Trubadurzy działają od 1964 roku /AKPA

Trubadurzy, najstarszy działający polski zespół bigbeatowy, w maju koncertuje w USA. "Nie chcemy schodzić z estrady i gramy dalej, jak Rolling Stones" - deklaruje PAP Life perkusista zespołu Marian Lichtman.

Grupa zagrała też w jubileuszowych koncertach eks-Trubadura Krzysztofa Krawczyka "Pół wieku człowieku". Chociaż sam Lichtman jubileuszów nie lubi. "Jubileusze mnie nie kręcą" - mówi PAP Life muzyk.

"Jubileusze to pozostałość PRL-u" - wyjaśnia Lichtman w rozmowie z PAP Life. "Na Zachodzie, gdy muzyk gra już lata, ale wciąż ma coś do powiedzenia, zaprasza przyjaciół i robi party - music, i to jest fajne" - mówi perkusista Trubadurów. "Czy Rolling Stones obchodzą jubileusz? Nie, jadą po prostu w trasę koncertową" - dodaje.

Reklama

Jubileusz obchodzą na całego Czerwone Gitary. Bo i mają co obchodzić: w roku 2000 w plebiscycie tygodnika "Polityka" uznani zostali za najlepszy polski zespół muzyczny XX wieku. Dostali też nagrodę "Prometeusz 2000" za największe osiągnięcia artystyczne w sztuce estradowej i szczególne zasługi dla kultury polskiej.

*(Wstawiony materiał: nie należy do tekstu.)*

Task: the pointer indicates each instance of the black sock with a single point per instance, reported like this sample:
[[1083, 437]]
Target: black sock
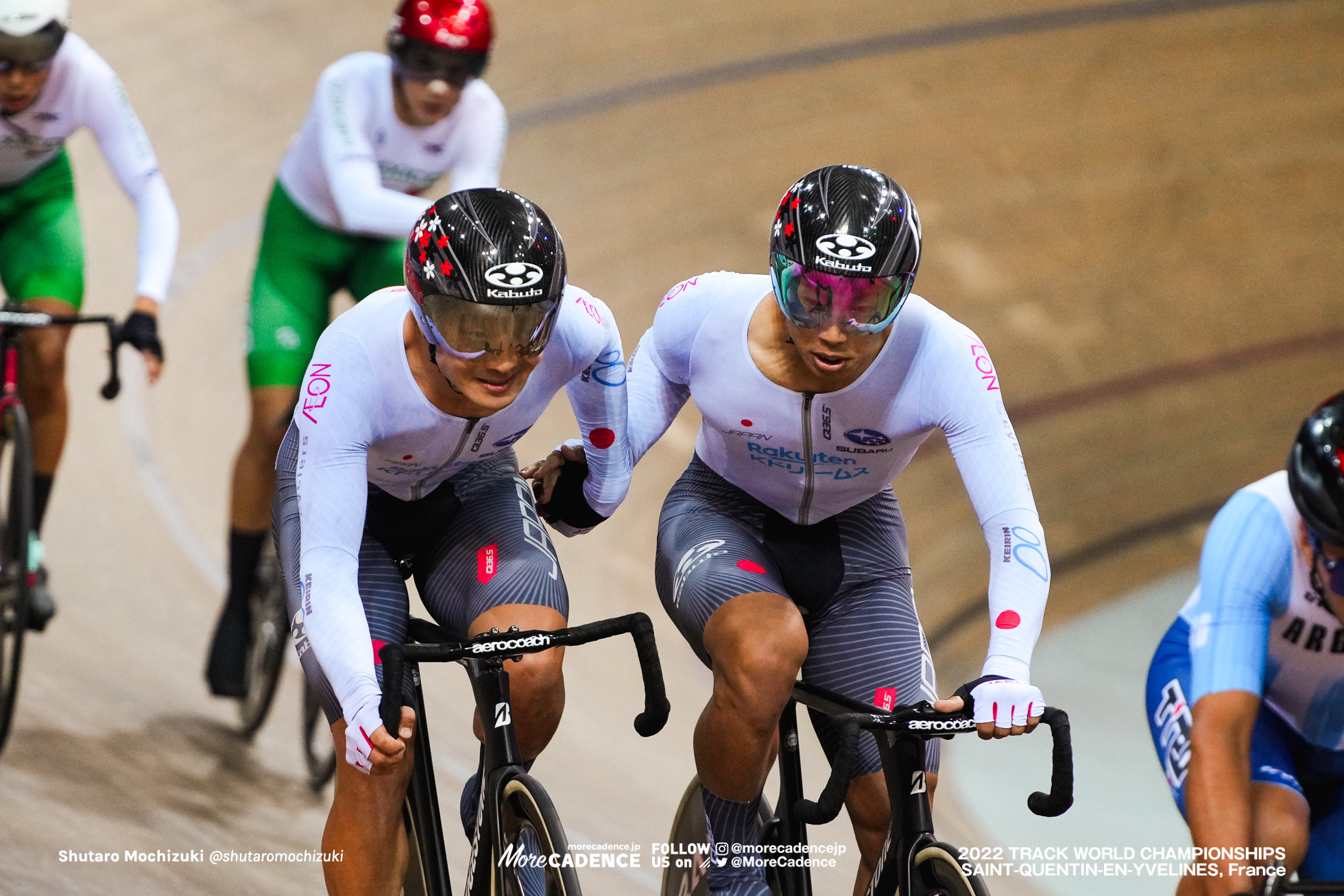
[[40, 492], [243, 557]]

Jurek Skrzypczyk, perkusista oryginalnego składu zespołu, przypominał, że grupa została założona 3 stycznia 1965 roku, w nieistniejącej już dziś, w kawiarni "Cristal" w Gdańsku Wrzeszczu. A potem juz poszło: "Historia jednej znajomości", "Matura", "Kwiaty we włosach", "Nie zadzieraj nosa", "Anna Maria", "Nie spoczniemy", "Płona góry, płoną lasy"... To tylko niektóre przeboje grupy.Jubileusz muzycy uczcili nową płytą studyjną zatytułowana "Jeszcze raz". To z tego albumu pochodzą single "Trochę przed wieczorem", "Coś przepadło", czy "Czerwona gitara".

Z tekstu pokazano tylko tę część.